In contrast, the Santa Cruz women's studies department declined to cosponsor a talk on campus about the same topic two weeks later by Nonie Darwish, a journalist and Arabic translator who spent the first 30 years of her life in Egypt and Egypt-occupied Gaza. Instead of demonizing Israel, as Epstein had done, Darwish directed her criticism at the Arab world, which in her estimation is conducting a campaign of death and destruction against Israel for the purpose of turning the world's attention away from heinous human rights violations taking place within the Arab world, itself.
Whereas Epstein did not touch on any topic directly relevant to the academic discipline of women's studies, Darwish spent a significant amount of time addressing the oppression of Muslim women and calling for reforms which would raise their status in the Arab world. Why, then, did women's studies sponsor Epstein but refuse to sponsor Darwish?
The evidence suggests that the department endorses Epstein's message but not Darwish's. For instance:\n
• In May 2000, women's studies sponsored a week of events "in solidarity with the Palestinian struggle for human justice." (From the departmental newsletter, The Wave, Vol.
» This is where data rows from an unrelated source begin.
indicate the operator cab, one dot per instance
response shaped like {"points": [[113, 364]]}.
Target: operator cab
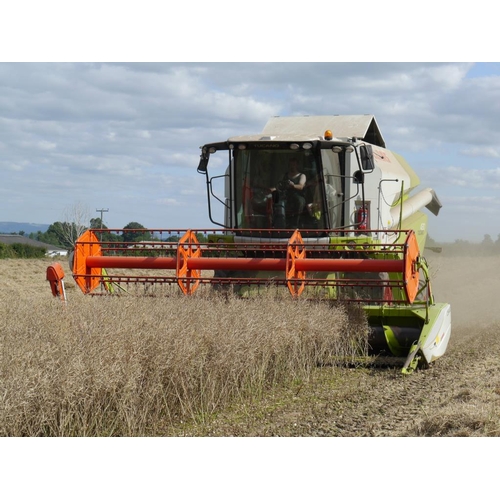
{"points": [[258, 193]]}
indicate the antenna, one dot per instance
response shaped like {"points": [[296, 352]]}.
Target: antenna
{"points": [[102, 210]]}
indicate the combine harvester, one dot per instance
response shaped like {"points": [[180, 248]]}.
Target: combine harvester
{"points": [[315, 204]]}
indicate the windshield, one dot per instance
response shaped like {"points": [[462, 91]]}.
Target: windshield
{"points": [[276, 188]]}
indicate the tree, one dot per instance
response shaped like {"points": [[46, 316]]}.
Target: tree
{"points": [[75, 223]]}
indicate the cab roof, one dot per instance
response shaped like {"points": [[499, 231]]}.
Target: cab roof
{"points": [[363, 127]]}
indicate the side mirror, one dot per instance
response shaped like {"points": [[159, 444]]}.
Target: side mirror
{"points": [[359, 177], [366, 152], [202, 166]]}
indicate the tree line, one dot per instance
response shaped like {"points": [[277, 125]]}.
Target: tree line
{"points": [[64, 234]]}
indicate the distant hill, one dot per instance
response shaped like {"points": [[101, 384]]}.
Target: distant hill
{"points": [[27, 227]]}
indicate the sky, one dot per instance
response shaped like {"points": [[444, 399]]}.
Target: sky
{"points": [[125, 136]]}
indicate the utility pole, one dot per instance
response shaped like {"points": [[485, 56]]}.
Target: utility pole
{"points": [[102, 210]]}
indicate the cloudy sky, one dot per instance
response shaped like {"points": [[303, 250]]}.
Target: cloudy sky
{"points": [[125, 137]]}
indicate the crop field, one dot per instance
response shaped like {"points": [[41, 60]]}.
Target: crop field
{"points": [[160, 364]]}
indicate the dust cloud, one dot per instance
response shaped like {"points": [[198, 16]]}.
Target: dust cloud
{"points": [[472, 287]]}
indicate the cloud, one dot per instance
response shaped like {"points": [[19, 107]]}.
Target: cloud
{"points": [[128, 134]]}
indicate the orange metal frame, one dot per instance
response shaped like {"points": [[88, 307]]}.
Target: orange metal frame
{"points": [[188, 263]]}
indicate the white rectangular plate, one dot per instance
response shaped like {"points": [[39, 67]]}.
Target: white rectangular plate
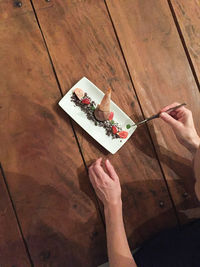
{"points": [[97, 132]]}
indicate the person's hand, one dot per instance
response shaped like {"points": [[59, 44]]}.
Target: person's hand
{"points": [[182, 123], [106, 184]]}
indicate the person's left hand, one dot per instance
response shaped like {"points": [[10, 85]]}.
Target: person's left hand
{"points": [[106, 184]]}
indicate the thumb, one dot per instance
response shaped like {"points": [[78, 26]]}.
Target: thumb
{"points": [[111, 171], [169, 119]]}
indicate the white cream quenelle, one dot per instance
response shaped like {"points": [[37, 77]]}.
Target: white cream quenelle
{"points": [[102, 111]]}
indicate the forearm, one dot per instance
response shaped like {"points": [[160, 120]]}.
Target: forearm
{"points": [[118, 249]]}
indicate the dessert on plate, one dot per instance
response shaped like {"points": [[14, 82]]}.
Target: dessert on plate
{"points": [[100, 114]]}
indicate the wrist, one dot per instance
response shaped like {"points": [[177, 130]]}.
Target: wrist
{"points": [[113, 208]]}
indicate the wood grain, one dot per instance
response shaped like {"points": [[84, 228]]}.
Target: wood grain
{"points": [[81, 42], [12, 249], [44, 169], [188, 16], [161, 75]]}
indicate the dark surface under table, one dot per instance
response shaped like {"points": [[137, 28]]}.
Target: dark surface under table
{"points": [[147, 52]]}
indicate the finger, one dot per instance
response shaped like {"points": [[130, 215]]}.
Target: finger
{"points": [[92, 177], [169, 106], [170, 120], [98, 162], [99, 171], [111, 171]]}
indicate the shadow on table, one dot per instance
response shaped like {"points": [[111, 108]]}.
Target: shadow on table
{"points": [[57, 223]]}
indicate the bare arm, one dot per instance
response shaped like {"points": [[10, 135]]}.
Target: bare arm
{"points": [[182, 123], [108, 189]]}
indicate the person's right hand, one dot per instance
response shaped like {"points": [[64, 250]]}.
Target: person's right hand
{"points": [[106, 183], [182, 123]]}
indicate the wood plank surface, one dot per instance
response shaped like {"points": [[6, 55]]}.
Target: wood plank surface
{"points": [[43, 166], [12, 249], [161, 75], [81, 42], [188, 17]]}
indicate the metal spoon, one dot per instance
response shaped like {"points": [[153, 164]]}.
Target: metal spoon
{"points": [[157, 115]]}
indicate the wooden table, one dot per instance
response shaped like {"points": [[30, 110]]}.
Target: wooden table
{"points": [[148, 52]]}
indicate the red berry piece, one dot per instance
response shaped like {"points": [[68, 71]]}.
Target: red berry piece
{"points": [[123, 134], [85, 101], [111, 116], [114, 129]]}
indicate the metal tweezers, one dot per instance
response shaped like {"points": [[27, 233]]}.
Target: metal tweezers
{"points": [[158, 115]]}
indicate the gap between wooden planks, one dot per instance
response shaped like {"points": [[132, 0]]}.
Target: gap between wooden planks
{"points": [[187, 17], [12, 247], [161, 75], [43, 167], [81, 42]]}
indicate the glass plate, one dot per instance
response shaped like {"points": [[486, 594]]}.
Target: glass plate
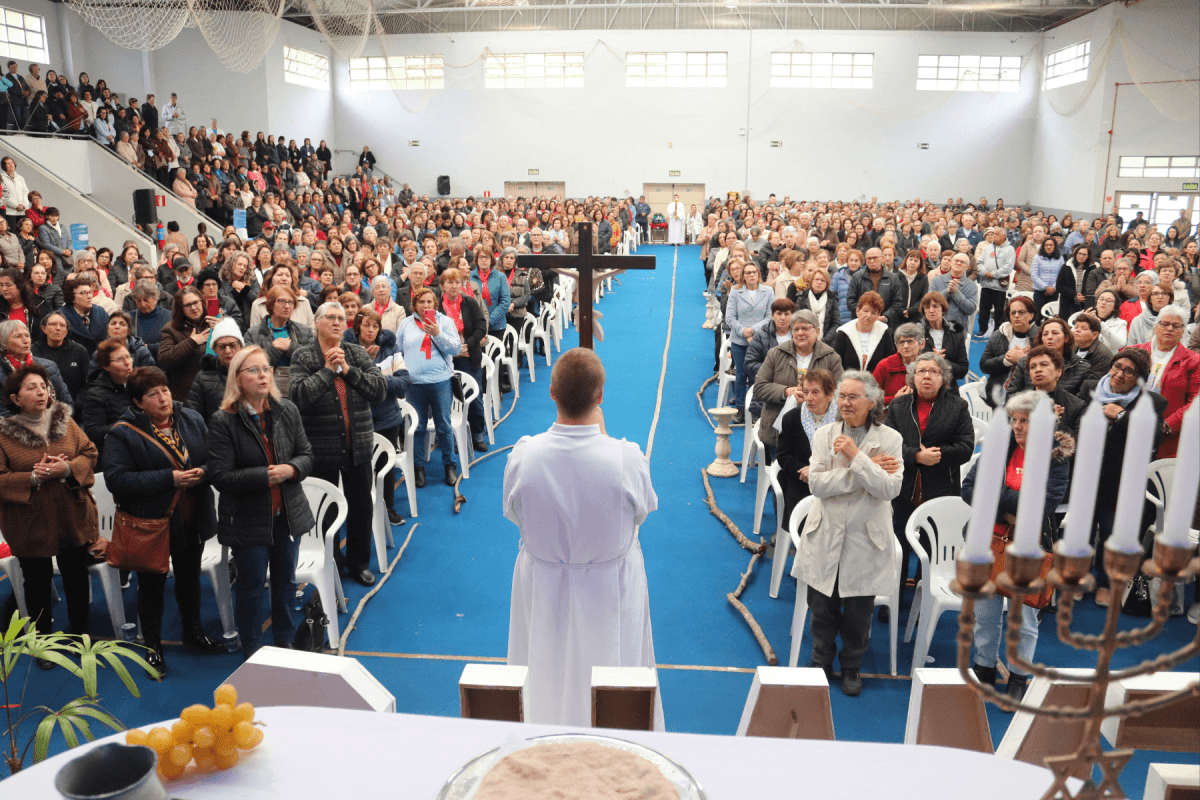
{"points": [[462, 782]]}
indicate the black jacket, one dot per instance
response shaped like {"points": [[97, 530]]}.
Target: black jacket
{"points": [[141, 476], [311, 388], [948, 427], [954, 342], [239, 462], [208, 389], [102, 404]]}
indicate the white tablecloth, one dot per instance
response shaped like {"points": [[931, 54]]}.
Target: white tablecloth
{"points": [[370, 755]]}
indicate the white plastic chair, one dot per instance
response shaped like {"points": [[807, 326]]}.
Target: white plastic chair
{"points": [[802, 590], [945, 521], [491, 404], [383, 461], [315, 561], [457, 422], [405, 453], [507, 359], [751, 445]]}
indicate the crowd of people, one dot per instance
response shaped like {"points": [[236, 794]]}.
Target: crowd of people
{"points": [[852, 325]]}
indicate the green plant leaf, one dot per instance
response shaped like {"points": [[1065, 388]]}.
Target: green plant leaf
{"points": [[42, 737]]}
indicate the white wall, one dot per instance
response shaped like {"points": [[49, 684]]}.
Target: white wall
{"points": [[835, 144], [1072, 152]]}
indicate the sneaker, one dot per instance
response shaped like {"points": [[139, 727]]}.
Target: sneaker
{"points": [[851, 681]]}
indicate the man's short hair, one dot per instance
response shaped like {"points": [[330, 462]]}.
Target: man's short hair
{"points": [[577, 382]]}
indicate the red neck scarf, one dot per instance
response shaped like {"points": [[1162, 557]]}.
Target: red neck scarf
{"points": [[18, 365], [483, 287], [454, 310]]}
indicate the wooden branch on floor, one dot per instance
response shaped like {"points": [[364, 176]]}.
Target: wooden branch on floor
{"points": [[767, 650], [754, 547]]}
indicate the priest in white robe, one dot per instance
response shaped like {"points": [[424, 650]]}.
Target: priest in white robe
{"points": [[580, 597], [676, 217]]}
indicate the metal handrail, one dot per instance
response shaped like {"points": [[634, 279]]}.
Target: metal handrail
{"points": [[87, 198]]}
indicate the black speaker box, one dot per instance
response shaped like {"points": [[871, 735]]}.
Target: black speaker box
{"points": [[144, 211]]}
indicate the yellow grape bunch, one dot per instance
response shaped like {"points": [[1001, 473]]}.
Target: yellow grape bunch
{"points": [[211, 738]]}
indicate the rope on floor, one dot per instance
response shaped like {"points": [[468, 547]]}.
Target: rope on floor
{"points": [[383, 579], [666, 349], [756, 549]]}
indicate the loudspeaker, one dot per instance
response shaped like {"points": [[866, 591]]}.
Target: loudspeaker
{"points": [[144, 212]]}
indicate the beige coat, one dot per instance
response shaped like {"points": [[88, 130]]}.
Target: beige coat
{"points": [[847, 536], [36, 522]]}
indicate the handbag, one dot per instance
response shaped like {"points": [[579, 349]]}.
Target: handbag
{"points": [[1001, 541], [143, 545]]}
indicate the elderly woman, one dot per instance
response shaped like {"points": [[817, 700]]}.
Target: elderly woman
{"points": [[796, 429], [88, 322], [748, 307], [107, 397], [472, 325], [779, 378], [892, 373], [259, 457], [279, 335], [1141, 329], [1056, 336], [16, 352], [1174, 373], [46, 469], [939, 438], [430, 342], [821, 301], [989, 624], [385, 414], [845, 554], [865, 341], [184, 340], [1011, 342], [155, 465]]}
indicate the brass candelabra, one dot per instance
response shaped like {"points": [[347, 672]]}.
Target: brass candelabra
{"points": [[1071, 576]]}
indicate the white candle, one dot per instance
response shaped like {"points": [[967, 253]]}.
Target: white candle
{"points": [[1187, 481], [1085, 480], [1131, 497], [989, 480], [1031, 509]]}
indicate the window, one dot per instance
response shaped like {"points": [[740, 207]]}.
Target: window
{"points": [[821, 70], [969, 72], [1158, 167], [305, 68], [397, 72], [22, 36], [534, 71], [676, 70], [1067, 66]]}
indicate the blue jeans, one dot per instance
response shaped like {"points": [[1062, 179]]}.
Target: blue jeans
{"points": [[989, 632], [437, 396], [252, 565], [739, 370]]}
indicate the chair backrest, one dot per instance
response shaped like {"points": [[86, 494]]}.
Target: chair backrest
{"points": [[469, 389], [383, 456], [106, 506], [328, 506], [797, 521], [945, 521]]}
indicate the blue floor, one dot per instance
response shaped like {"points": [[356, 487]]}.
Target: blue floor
{"points": [[449, 595]]}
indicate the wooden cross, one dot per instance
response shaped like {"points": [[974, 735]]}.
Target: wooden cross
{"points": [[583, 264]]}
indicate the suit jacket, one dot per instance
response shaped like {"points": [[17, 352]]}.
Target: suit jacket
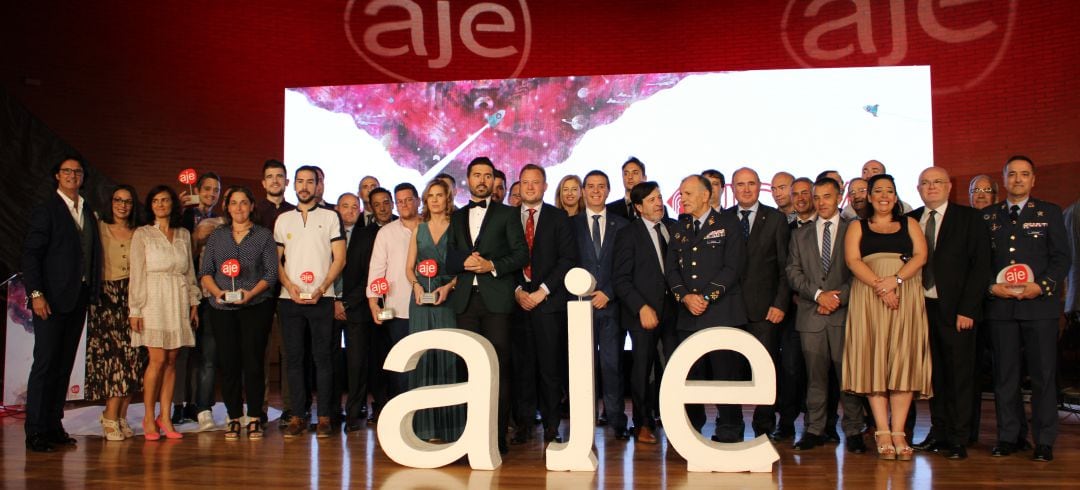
{"points": [[599, 267], [52, 255], [707, 263], [806, 276], [764, 281], [961, 261], [501, 240], [1038, 240], [636, 273], [554, 253]]}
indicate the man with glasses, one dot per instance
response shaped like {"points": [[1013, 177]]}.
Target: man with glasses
{"points": [[62, 270]]}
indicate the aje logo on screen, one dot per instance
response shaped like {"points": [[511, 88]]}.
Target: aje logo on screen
{"points": [[975, 33], [409, 40]]}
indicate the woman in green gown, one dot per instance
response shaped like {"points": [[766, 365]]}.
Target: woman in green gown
{"points": [[443, 424]]}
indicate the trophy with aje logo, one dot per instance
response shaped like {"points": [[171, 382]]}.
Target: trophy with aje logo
{"points": [[1016, 276], [381, 288], [231, 269], [188, 176], [307, 277], [428, 269]]}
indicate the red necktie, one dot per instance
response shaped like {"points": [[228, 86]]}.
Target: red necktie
{"points": [[530, 229]]}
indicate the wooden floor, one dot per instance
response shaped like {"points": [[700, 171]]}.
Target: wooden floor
{"points": [[355, 461]]}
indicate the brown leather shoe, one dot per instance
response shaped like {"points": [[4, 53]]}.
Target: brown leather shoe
{"points": [[645, 435], [323, 430], [295, 427]]}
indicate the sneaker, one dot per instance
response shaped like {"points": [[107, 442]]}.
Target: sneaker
{"points": [[206, 421], [295, 427], [323, 430]]}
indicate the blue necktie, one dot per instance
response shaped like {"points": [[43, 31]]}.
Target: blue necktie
{"points": [[826, 248], [596, 234]]}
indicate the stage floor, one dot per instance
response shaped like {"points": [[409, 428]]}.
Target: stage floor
{"points": [[355, 461]]}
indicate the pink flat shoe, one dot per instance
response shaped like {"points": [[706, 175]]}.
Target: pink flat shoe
{"points": [[170, 434]]}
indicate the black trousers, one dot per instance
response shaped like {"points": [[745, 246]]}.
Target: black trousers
{"points": [[358, 345], [953, 354], [55, 343], [1040, 352], [241, 337], [495, 328]]}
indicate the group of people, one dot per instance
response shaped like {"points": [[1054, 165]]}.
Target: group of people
{"points": [[867, 307]]}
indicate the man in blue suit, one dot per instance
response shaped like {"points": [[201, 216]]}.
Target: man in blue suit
{"points": [[62, 269], [595, 230]]}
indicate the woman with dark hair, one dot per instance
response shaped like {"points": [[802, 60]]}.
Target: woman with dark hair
{"points": [[887, 350], [162, 301], [441, 424], [113, 366], [241, 325], [568, 195]]}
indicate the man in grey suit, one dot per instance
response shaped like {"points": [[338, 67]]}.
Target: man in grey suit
{"points": [[818, 273]]}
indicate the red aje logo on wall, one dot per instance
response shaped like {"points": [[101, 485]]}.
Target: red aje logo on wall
{"points": [[823, 33], [408, 40]]}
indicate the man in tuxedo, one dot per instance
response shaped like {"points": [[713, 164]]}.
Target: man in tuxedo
{"points": [[765, 290], [62, 270], [954, 282], [820, 277], [705, 259], [647, 309], [596, 231], [633, 172], [1026, 231], [485, 249], [539, 340], [363, 359]]}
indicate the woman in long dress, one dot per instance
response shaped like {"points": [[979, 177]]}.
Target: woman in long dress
{"points": [[113, 366], [887, 350], [162, 301], [441, 424]]}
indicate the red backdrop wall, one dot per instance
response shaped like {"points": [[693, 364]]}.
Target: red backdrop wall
{"points": [[146, 89]]}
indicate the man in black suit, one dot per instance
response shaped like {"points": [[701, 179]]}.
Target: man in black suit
{"points": [[647, 309], [633, 173], [62, 270], [358, 325], [540, 339], [704, 261], [596, 231], [765, 290], [1026, 231], [486, 249], [954, 280]]}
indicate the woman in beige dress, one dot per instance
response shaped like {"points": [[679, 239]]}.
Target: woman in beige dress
{"points": [[887, 350], [162, 298]]}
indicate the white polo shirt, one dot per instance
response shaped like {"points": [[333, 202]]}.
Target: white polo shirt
{"points": [[308, 246]]}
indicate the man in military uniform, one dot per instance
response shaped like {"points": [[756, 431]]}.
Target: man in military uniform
{"points": [[703, 266], [1026, 231]]}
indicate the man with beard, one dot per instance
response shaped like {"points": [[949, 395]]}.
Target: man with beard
{"points": [[311, 255], [485, 264]]}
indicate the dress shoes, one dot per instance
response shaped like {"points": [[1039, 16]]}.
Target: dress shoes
{"points": [[809, 441], [1002, 449], [854, 444], [782, 434], [646, 435], [39, 443], [1043, 453], [956, 452], [930, 444]]}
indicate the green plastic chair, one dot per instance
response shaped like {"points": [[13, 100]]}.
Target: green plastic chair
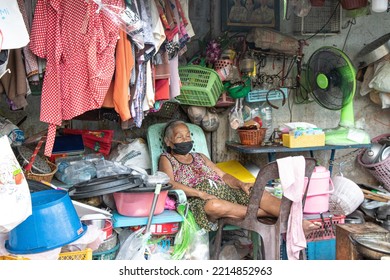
{"points": [[156, 143]]}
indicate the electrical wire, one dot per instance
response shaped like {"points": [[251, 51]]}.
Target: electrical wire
{"points": [[333, 13], [350, 23]]}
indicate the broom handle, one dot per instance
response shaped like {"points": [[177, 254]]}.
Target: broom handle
{"points": [[32, 159], [155, 197]]}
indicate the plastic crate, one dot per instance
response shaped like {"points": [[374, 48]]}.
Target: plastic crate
{"points": [[200, 86], [321, 250], [260, 95], [380, 170], [303, 141], [106, 255], [327, 231]]}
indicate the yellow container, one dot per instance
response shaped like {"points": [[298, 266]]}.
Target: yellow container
{"points": [[303, 141], [66, 256], [236, 169]]}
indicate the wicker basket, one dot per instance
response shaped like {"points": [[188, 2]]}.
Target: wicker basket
{"points": [[380, 170], [251, 137], [47, 177]]}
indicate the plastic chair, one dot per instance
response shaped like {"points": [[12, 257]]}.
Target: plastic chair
{"points": [[270, 229], [156, 143]]}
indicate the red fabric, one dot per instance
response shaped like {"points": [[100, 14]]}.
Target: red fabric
{"points": [[79, 47], [161, 89]]}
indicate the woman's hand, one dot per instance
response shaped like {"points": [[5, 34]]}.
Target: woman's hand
{"points": [[246, 187], [206, 196]]}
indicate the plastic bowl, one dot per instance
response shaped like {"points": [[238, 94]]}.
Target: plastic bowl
{"points": [[53, 223]]}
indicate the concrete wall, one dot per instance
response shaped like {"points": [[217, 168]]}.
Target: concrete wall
{"points": [[377, 121]]}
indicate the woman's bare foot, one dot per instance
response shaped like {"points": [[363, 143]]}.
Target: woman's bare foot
{"points": [[308, 226]]}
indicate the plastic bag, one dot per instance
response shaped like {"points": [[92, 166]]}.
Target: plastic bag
{"points": [[127, 18], [236, 118], [134, 153], [191, 242], [14, 134], [15, 198], [134, 246], [75, 172], [108, 168], [199, 247]]}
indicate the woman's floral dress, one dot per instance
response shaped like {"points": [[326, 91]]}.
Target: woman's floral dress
{"points": [[199, 176]]}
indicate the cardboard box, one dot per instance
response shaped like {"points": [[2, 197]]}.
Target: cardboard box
{"points": [[303, 141]]}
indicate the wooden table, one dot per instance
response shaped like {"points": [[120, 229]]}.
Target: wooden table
{"points": [[271, 151]]}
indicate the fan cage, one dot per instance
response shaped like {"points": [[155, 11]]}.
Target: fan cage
{"points": [[339, 72]]}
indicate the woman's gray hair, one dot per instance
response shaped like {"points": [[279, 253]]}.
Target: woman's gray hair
{"points": [[168, 131]]}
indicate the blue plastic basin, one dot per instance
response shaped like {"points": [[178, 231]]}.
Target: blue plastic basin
{"points": [[53, 223]]}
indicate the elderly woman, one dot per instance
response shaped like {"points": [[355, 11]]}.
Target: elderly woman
{"points": [[212, 193]]}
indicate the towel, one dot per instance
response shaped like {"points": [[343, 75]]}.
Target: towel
{"points": [[292, 175]]}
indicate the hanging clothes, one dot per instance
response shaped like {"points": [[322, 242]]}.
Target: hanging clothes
{"points": [[157, 26], [30, 60], [15, 84], [79, 46], [118, 95]]}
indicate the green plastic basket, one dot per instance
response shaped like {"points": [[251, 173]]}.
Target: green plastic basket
{"points": [[201, 86]]}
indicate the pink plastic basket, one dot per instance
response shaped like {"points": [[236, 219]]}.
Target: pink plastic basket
{"points": [[139, 204], [380, 170]]}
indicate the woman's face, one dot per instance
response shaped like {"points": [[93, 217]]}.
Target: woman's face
{"points": [[180, 133]]}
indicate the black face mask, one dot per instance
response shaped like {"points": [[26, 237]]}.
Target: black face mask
{"points": [[183, 148]]}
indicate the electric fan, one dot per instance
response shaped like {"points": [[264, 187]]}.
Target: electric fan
{"points": [[331, 79]]}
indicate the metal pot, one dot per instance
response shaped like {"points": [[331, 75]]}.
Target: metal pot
{"points": [[372, 154], [247, 65]]}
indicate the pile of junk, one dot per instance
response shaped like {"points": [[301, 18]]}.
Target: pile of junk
{"points": [[46, 220], [77, 223]]}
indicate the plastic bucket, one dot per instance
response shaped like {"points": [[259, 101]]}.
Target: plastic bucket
{"points": [[53, 223], [320, 187]]}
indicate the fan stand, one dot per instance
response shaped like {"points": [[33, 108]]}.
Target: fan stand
{"points": [[346, 133]]}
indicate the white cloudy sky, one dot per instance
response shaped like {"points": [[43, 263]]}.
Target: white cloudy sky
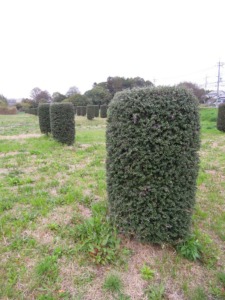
{"points": [[56, 44]]}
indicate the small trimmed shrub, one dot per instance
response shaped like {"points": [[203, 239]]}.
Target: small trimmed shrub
{"points": [[44, 118], [103, 111], [8, 110], [90, 112], [96, 111], [33, 111], [83, 111], [221, 117], [78, 110], [152, 162], [62, 122]]}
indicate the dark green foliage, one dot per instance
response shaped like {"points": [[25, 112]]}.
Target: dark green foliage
{"points": [[83, 111], [78, 110], [103, 111], [221, 117], [96, 111], [77, 100], [152, 162], [90, 112], [62, 122], [44, 118], [33, 111]]}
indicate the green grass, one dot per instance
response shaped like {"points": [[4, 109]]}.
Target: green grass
{"points": [[56, 241]]}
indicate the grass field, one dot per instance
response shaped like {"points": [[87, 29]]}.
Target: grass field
{"points": [[56, 241]]}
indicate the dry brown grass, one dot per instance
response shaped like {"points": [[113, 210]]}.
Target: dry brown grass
{"points": [[20, 136]]}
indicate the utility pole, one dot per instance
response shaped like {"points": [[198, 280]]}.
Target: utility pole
{"points": [[220, 64], [206, 82]]}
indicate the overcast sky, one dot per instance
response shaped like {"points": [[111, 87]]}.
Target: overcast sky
{"points": [[56, 44]]}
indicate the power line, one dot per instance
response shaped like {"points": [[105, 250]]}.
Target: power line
{"points": [[219, 79]]}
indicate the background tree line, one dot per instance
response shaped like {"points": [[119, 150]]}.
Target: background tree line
{"points": [[101, 93]]}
III, No. 1, Summer 2000.)\n
• In May 2001, as part of the Women of Color Film and Video Festival, co-sponsored by the women's studies department, a video was shown detailing the plight of two Palestinian women political prisoners who were, according to the festival program, "detained, tortured, mentally, physically and sexually terrorized by the Israeli occupier for their unquestioned beliefs in the moral, historic and basic human rights to resist the Israeli occupier/colonizer on their land."\n
• Last March, the department sponsored a talk by Dalit Baum, an Israeli lesbian feminist who founded an organization against "the occupation of Palestine" by Israel.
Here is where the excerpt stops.